Mohammed’s offer was disclosed in a Friday filing in the victims’ federal lawsuit in New York, which accuses the Saudi government of helping coordinate the 2001 suicide attacks. Nearly 3,000 people were killed when terrorists crashed hijacked airliners into the World Trade Center, the Pentagon and, after passengers resisted, a Pennsylvania field. Riyadh has denied complicity in the attacks.

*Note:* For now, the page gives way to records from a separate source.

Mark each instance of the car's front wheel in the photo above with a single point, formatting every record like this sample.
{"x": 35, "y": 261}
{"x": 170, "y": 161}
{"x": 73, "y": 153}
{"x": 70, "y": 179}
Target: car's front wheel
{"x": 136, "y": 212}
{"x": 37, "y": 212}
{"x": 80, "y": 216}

Separately, President Trump signed legislation Monday that pays for medical claims from victims of the Sept. 11, 2001, terrorist attacks, including first responders, for the rest of their lives.

In the lawsuit against Saudi Arabia, plaintiffs’ lawyers had requested depositions from three of the five Guantanamo detainees accused in the Sept. 11 conspiracy. In the Friday filing, a status letter to U.S. Magistrate Judge Sarah Netburn, the lawyers wrote that earlier Friday, Mohammed’s counsel told them their client wouldn’t consent to a deposition “at the present time.”

Mohammed’s lawyer said, however, that “the primary driver” of the decision was the “capital nature of the prosecution” and that “[i]n the absence of a potential death sentence much broader cooperation would be possible,” according to the filing.

His lawyers just signed his death warrant.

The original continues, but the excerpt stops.